Why a BUY-SELL AGREEMENT is one of the most important documents you can create?
Many new business owners in San Diego, California ignore one of the most crucial parts of establishing a business that is a buy-sell agreement. A buy-sell agreement clearly states how certain significant changes to company will influence the management and control of the company. What happens, for example, if your business partner dies, gets handicapped, or is otherwise impaired? What happens if you and your business no longer get along and he or she decides to sell the shares of the Company? A well-designed buy-sell agreement tackles these and other key issues before things get bad.
If you do not have a formal buy-sell agreement, your business could fall in danger. Without a clear succession plan for the business, conflicts between partner or their surviving spouse can result in loss of important time, higher costs, and costly litigation. That is why having a having a buy-sell agreement between two or more partners at the beginning of any business partnership is very essential.
You should hire San Diego business lawyer to draft you a strong and legally protected buy-sell agreement. In this article, we will talk about the key aspects that are a part of a standard buy-sell agreement and why they are important. In its essential a buy-sell agreement is a legally enforceable agreement that clearly shows how a major event such as the death, divorce, or departure of a partner impacts the management and control of the firm. A well-drafted agreement anticipates the intent and requirements of the owners and the possible conflicts between them if one owner or more chooses to sell or are compelled to dispose of their stake in the firm, as may be the case in a bankruptcy procedure.
These are some of the important aspects that must be present in a buy-sell agreement:
- When and under what conditions a company can sell due the interest of an owner
- Whether the other owners or the company have the chance to purchase the stake from the owner before any sale to a third party.
- How much is to be paid for this share of ownership.
The distinct and the most important advantage of a buy-sell agreement is that it allows the orderly transfer of business interests when specific circumstances occur. A buy-sell agreement:
- Prevents a gap in company management and voting power.
- Creates a market in the interests of the losing owner in the firm if such a market does not exist in the absence of such an agreement.
- Ensure that the owner’s surviving spouse or children get rewarded for the interest of the deceased owner.
- Establishes employment stability for other minority owners and essential non-owner staff.
- Allows living owners to acquire a share of the dead owners immediately, thereby avoiding the interest of the deceased from being locked up and removing the potential for a deceased’s personal representative to become a voting owner.
- Establishes an acceptable value for buying the interest of an owner that eliminates the option of costly and time-consuming litigation.
- Determines the interest of each owner in the firm.
There are different structures that can be implemented in a properly drafted buy-sell agreement.
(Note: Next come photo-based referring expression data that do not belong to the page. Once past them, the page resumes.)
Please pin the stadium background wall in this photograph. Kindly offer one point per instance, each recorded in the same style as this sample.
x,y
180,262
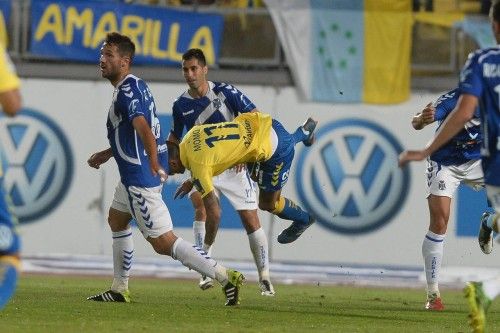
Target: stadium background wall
x,y
351,170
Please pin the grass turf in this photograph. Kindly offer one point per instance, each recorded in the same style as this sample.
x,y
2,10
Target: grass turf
x,y
58,304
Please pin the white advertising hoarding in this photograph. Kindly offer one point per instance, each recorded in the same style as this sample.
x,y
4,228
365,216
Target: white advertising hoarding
x,y
369,211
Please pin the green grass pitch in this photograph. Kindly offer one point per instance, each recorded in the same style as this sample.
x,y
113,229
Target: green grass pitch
x,y
58,304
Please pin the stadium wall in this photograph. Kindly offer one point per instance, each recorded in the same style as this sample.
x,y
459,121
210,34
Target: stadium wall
x,y
351,171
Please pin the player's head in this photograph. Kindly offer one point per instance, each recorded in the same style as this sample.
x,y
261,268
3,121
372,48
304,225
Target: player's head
x,y
117,53
194,68
495,18
174,159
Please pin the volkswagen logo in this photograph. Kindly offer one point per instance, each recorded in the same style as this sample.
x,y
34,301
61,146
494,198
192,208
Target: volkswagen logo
x,y
351,172
39,163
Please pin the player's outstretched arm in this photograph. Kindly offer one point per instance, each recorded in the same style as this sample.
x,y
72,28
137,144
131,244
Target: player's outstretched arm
x,y
99,158
183,189
148,140
462,113
424,118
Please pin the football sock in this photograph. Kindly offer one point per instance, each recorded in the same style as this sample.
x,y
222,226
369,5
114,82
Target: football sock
x,y
123,252
491,221
260,251
432,252
199,233
491,287
9,274
197,259
300,135
207,248
289,210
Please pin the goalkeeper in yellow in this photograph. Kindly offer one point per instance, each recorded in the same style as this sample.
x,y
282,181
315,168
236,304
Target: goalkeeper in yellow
x,y
252,138
10,101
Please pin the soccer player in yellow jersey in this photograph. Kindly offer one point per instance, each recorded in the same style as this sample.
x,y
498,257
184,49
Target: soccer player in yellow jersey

Two of these types include:
- A cross purchase agreement – A cross buy agreement depends on each business owner buying life insurance policy for each other. Consequently, whenever an owner dies, the other owners take use of the life insurance policy payment to acquire the departed owner’s share in the business.
- Redemption agreement – In this type of agreement each owner concludes an agreement with the company to sell the business equity. As part of the arrangement, the business purchases life insurance coverage for each owner’s lives. The business pays the premiums and is consequently the owner and beneficiary of the insurance. When an owner dies, the business’s share goes to the heirs of his estate. Then the business can utilize the death benefit of the policy to acquire the interest from the estate.
Buy-sell agreements are extremely necessary, as indicated above, for business partners to go through them and agree upon one as soon as feasible.